Continuava a tornarmi in mente una sua frase dei primi giorni: - Se mai dovesse accadere qualcosa tra noi, non voglio arrivare al punto di spremere la nostra anima come il tubetto esaurito di un dentifricio. - Avrei voluto evitare di tirare in ballo la storia del dentifricio ma la sensazione che quel tubetto, ancora mezzo pieno, fosse stato inavvertitamente gettato nel bidone della plastica riciclabile, mi disorientava.
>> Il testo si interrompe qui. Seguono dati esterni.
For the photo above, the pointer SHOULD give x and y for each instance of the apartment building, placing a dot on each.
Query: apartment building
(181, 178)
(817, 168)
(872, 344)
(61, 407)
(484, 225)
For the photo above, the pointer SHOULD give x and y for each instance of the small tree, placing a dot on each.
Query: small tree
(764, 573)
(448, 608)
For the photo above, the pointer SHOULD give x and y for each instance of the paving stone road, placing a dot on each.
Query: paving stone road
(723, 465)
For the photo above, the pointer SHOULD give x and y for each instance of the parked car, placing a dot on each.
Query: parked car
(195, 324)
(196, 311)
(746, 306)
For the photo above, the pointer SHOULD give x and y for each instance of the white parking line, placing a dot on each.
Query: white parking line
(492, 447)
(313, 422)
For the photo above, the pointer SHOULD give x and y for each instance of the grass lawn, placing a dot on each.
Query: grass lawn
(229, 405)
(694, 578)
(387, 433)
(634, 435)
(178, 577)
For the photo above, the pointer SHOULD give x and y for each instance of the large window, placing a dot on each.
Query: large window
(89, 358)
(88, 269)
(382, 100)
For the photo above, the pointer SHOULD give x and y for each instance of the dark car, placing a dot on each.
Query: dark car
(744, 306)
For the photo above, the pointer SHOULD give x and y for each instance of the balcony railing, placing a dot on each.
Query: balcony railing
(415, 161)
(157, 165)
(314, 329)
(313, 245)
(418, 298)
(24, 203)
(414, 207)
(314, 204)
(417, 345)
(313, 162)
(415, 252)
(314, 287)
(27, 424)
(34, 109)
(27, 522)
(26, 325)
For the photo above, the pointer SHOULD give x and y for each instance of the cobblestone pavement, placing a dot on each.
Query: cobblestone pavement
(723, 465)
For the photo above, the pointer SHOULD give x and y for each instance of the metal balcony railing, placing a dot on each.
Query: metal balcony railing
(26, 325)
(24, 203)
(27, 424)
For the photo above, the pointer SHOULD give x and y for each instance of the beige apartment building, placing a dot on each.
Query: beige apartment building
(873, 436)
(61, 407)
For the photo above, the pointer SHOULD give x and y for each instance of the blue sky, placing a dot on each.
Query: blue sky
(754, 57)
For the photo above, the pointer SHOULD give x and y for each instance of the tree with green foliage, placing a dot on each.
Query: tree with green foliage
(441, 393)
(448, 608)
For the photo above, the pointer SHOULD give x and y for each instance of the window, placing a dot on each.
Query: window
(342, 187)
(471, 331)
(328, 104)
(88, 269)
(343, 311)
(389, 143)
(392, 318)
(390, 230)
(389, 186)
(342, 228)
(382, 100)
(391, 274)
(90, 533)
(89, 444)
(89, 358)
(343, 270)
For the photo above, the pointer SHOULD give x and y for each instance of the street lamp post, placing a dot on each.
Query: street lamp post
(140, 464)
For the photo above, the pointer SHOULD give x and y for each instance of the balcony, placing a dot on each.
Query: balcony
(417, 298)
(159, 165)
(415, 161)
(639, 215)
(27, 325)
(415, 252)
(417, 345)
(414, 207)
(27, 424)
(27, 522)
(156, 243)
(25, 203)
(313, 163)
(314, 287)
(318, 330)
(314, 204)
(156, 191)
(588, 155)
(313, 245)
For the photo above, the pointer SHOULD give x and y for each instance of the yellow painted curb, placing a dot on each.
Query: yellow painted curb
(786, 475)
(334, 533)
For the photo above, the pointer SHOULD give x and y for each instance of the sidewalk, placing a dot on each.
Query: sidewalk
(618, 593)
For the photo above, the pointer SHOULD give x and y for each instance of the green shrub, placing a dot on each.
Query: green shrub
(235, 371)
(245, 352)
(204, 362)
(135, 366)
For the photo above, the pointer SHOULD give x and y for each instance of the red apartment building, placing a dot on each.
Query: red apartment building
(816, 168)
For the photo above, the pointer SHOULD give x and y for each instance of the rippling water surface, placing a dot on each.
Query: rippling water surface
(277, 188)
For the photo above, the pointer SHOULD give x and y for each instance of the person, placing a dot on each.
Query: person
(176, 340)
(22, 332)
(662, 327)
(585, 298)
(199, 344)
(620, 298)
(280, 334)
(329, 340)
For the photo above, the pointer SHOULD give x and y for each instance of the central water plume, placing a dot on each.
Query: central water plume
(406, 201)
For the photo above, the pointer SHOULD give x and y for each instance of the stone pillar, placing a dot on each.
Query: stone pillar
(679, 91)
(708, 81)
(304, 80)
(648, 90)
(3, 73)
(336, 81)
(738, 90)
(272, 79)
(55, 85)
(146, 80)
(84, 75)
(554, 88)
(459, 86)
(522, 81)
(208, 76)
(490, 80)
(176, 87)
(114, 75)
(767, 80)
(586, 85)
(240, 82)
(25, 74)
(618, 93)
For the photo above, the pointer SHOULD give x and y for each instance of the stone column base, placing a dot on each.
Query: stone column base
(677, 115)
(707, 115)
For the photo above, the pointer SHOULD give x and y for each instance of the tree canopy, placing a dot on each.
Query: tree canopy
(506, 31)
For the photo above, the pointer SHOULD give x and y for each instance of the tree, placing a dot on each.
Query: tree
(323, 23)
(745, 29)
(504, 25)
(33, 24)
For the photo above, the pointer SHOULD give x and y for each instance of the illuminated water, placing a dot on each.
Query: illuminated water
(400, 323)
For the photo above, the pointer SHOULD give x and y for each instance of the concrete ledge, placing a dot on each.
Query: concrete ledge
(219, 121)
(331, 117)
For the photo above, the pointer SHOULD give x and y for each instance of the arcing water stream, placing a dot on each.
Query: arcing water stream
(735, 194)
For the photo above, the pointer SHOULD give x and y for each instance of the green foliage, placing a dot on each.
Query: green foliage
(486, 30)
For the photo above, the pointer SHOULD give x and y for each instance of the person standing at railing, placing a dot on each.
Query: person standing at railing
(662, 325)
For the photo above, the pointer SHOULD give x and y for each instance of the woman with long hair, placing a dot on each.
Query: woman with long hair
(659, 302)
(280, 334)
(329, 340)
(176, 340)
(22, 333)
Ancora perplesso mi chiedevo dove fosse il segreto. E se avessi potuto maneggiare quella specie di forza calda. Qualcosa mi avrebbe costretto a riflettere osservandomi da un nuovo punto di vista. Mi ero accorto che quel moto era percepibile solo a tratti chiaramente e avrei voluto trattenerne la sensazione. Era una scoperta importante, come se avessi trovato qualcosa d’inaspettato in fondo a un organo sconosciuto del mio corpo. Tre minuti di quello strano caldo rigoglio avrebbero ammorbidito la forma del suo muscolo cardiaco. Saraluna, però, sembrava non voler parlare nemmeno di quello.
Fare l’amore con lei era e sarebbe stato bellissimo ma avrebbe azzerato la differenza di potenziale riportando la clessidra al punto di partenza, quindi non propedeutico alla comprensione. Riconoscevo che in quel modo, avrei potuto esprimere una parte di ciò che mi ardeva dentro ma, sempre in quel modo, l’ostacolo, non si sarebbe certo saltato da solo. Via da ogni modello, da ogni film, omologazione o memoria. L’incontro nell’indivisibilità di due corpi avidi di contagio e bisognosi di rimanere l’uno nei paraggi dell’altro come se l’amore fosse un bimbo da tenere d’occhio. Forse in quel momento l’amore era possibile ma ognuno dei due vedeva “l’oltre” senza la capacità di afferrarlo. Come la verità quando è troppo forte.
Lei amava farsi prendere per mano. Come fossimo svenuti. Morti l’uno nell’altra senza che nulla fosse più importante dell’azzeramento di tutte le azioni e di tutti i pensieri. Ecco perché il fare l’amore avvicinava tutto tranne la logica degli avvenimenti futuri.
La fine degli esami era vicina, le decisioni erano in attesa. I progetti andavano fatti e andava trasceso il purismo dell’emozione.
Ancora dieci minuti e, finita la valigia, ci saremmo salutati, l’avrei riaccompagnata da Francesca e da li avrebbe iniziato a mancarmi. Mi stavo accorgendo di come il mio corpo aveva cominciato a rallentare i movimenti. Nel momento in cui lei si voltava mi fermavo a guardarla come se non l’avessi mai vista prima.